The only other country with more stringent regulations than Germany is the UK. The Modern Slavery Act is a serious talking-point, but enforcement is key: while the Act benefits from universal adherence in a technical sense, only third-party mandatory inspections give it full effect. This happened in US toys in 2007. It happened after Dieselgate. So perhaps there is a good chance the EU and other regulatory authorities may take enforcement seriously, but only through the testing companies because there are not enough public sector inspectors.
Is it rational to be afraid that such legislation could impact competitiveness?
Absolutely not, in fact the opposite. Companies with strong and reliable supply chains have competitive advantage: they are more competitive in their respective markets.

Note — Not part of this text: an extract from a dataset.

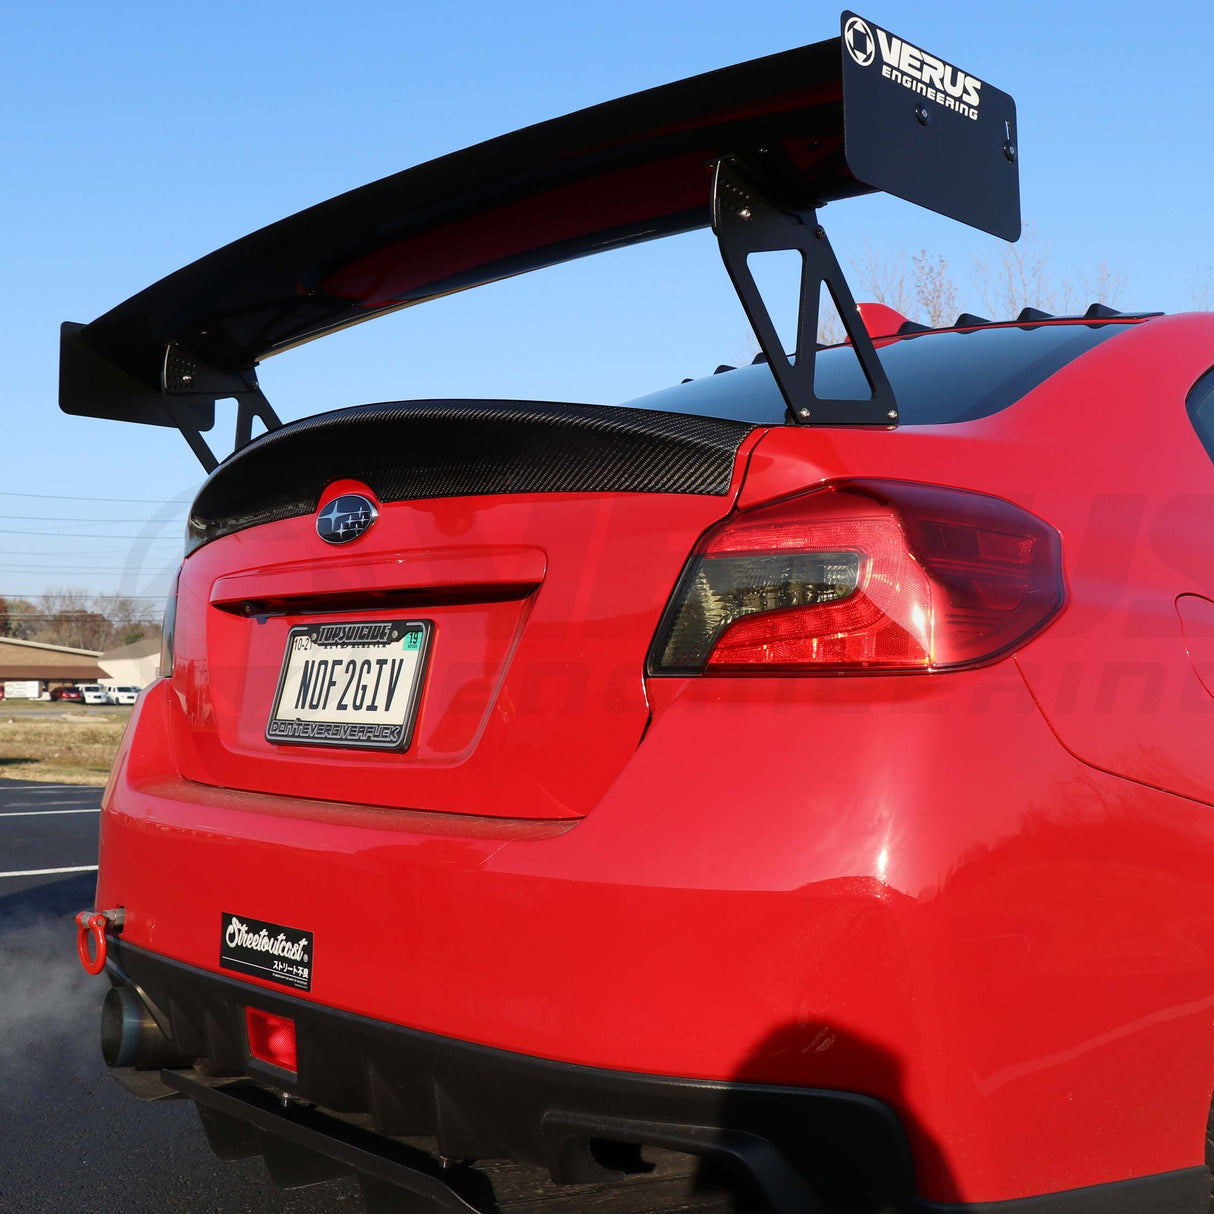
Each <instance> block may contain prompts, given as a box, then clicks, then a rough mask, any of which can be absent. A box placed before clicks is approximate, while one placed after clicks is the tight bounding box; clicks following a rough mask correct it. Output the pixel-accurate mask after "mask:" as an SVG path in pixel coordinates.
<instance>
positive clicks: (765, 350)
mask: <svg viewBox="0 0 1214 1214" xmlns="http://www.w3.org/2000/svg"><path fill="white" fill-rule="evenodd" d="M755 159H759V157H756V158H755ZM761 181H762V175H760V174H758V172H755V171H754V169H753V168H751V165H750V164H749V163H748V161H744V160H743V159H742V158H741V157H736V155H730V157H722V158H721V159H720V160H717V161H716V171H715V174H714V177H713V231H714V232H715V233H716V240H717V244H719V246H720V250H721V260H722V261H724V262H725V268H726V271H727V272H728V276H730V279H731V282H732V283H733V289H734V290H736V291H737V293H738V299H739V300H741V301H742V307H743V308H744V310H745V313H747V318H748V319H749V320H750V325H751V328H753V329H754V331H755V336H756V337H758V339H759V346H760V348H761V350H762V352H764V353H765V354H766V356H767V365H768V367H771V371H772V374H773V375H775V376H776V382H777V384H778V385H779V391H781V393H782V395H783V397H784V402H785V403H787V405H788V413H789V416H790V419H792V420H793V421H795V422H798V424H800V425H812V426H839V425H861V426H892V425H896V424H897V420H898V407H897V402H896V401H895V398H894V388H892V387H891V386H890V381H889V378H887V376H886V374H885V369H884V368H883V367H881V364H880V361H879V359H878V357H877V350H875V347H874V346H873V339H872V337H870V336H869V335H868V331H867V330H866V329H864V325H863V322H862V320H861V317H860V311H858V310H857V307H856V301H855V300H853V299H852V294H851V289H850V288H849V287H847V280H846V278H844V273H843V270H841V268H840V266H839V261H838V260H836V257H835V255H834V250H833V249H832V248H830V242H829V240H828V239H827V233H826V229H824V228H823V227H822V226H821V225H819V223H818V219H817V214H816V211H815V210H813V208H812V206H805V205H798V204H795V203H794V204H787V203H784V202H783V200H777V197H776V195H778V194H779V193H781V192H779V191H778V189H773V188H771V186H765V185H761V183H760V182H761ZM777 251H793V253H799V254H800V255H801V289H800V304H799V307H798V319H796V350H795V351H794V353H793V354H792V357H789V356H788V354H785V353H784V347H783V344H782V342H781V340H779V336H778V335H777V333H776V327H775V324H773V323H772V319H771V314H770V313H768V311H767V306H766V304H765V302H764V299H762V294H761V293H760V290H759V288H758V285H756V284H755V279H754V274H753V273H751V272H750V267H749V265H748V259H749V256H750V254H753V253H777ZM823 283H824V284H826V287H827V289H828V290H829V291H830V296H832V299H833V300H834V304H835V308H836V310H838V312H839V316H840V318H841V319H843V324H844V329H845V330H846V333H847V336H849V337H850V339H851V346H852V350H853V351H855V352H856V357H857V358H858V359H860V365H861V369H862V370H863V373H864V379H866V380H867V381H868V387H869V392H870V396H869V397H868V398H867V399H866V398H852V399H830V398H827V397H819V396H818V395H817V393H816V392H815V387H813V367H815V359H816V354H817V333H818V301H819V299H821V294H822V284H823Z"/></svg>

It is an ever-increasing differentiating factor for each and every industry.
What role do companies’ esg profiles – and those of their suppliers – play in your risk management? Are there concrete figures to illustrate this?
We fully scrutinise the ESG profile of every company before every investment decision. We devote huge resources to assessing internal ESG practices, environmental policies and those elements that are in control of the management. We focus on controversies because these are pressure points for management, and we need to see how management reacts – often more than we need to understand the controversy itself. We focus on what management does to mitigate such events, to make sure they won’t happen again. This analysis gives us a window into the culture of the management and represents a valuable risk management tool.
How do smaller companies fare in this respect?
Smaller companies are more challenged than others to maintain a rigorous control on their supply chain. We engage with those companies and foster collaboration to make sure they have procedures to minimise supply chain risks.
As due diligence laws such as Germany’s become more prevalent, companies will need to be proactive in assessing risks in their supply chains and improving traceability. The Covid-19 pandemic has underlined the need for further understanding of supply chains and related risk exposure.